Other members are attracted to the more academic and career-oriented programs that are offered. There is a program called “Ultimate Journey,” which is conducted along with Stone Barns and Teatown. The program teaches younger members a wide variety of issues in science, nature and the environment. For the older members, there are the “Money Matters” and the “Torch and Keystone Clubs.” “Money Matters” teaches teens how to manage money and the importance of accounts and saving-skills that will be even more beneficial as they grow older. The “Torch and Keystone Clubs” guide middle and high school members with leadership development programs.
There is also a well-stocked library in which members can read and check out books as with any other library. Unlike most libraries, this one also acts as a room where members can go to receive homework help from staff members.

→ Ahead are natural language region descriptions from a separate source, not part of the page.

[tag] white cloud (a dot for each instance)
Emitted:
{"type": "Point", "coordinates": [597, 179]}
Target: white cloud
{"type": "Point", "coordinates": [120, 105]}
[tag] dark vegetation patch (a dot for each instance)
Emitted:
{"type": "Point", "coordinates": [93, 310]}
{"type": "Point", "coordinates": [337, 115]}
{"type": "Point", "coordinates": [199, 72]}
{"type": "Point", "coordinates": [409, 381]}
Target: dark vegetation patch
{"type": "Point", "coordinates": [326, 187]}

The Club has about 28 professional youth workers. Positive reinforcement is definitely a key aspect of the Boys & Girls Club. There are “Youth of the Month” and “Youth of the Year” awards that are given to middle and high school students that demonstrate active contribution to the community, the Club, school, or elsewhere. “We feel it is important to acknowledge all of our members’ accomplishments,” said Executive Director Brian Skanes.
Overall, the mission of the Boys & Girls Club is, “to inspire and enable all young people from all backgrounds to realize their full potential as productive, responsible and caring citizens.”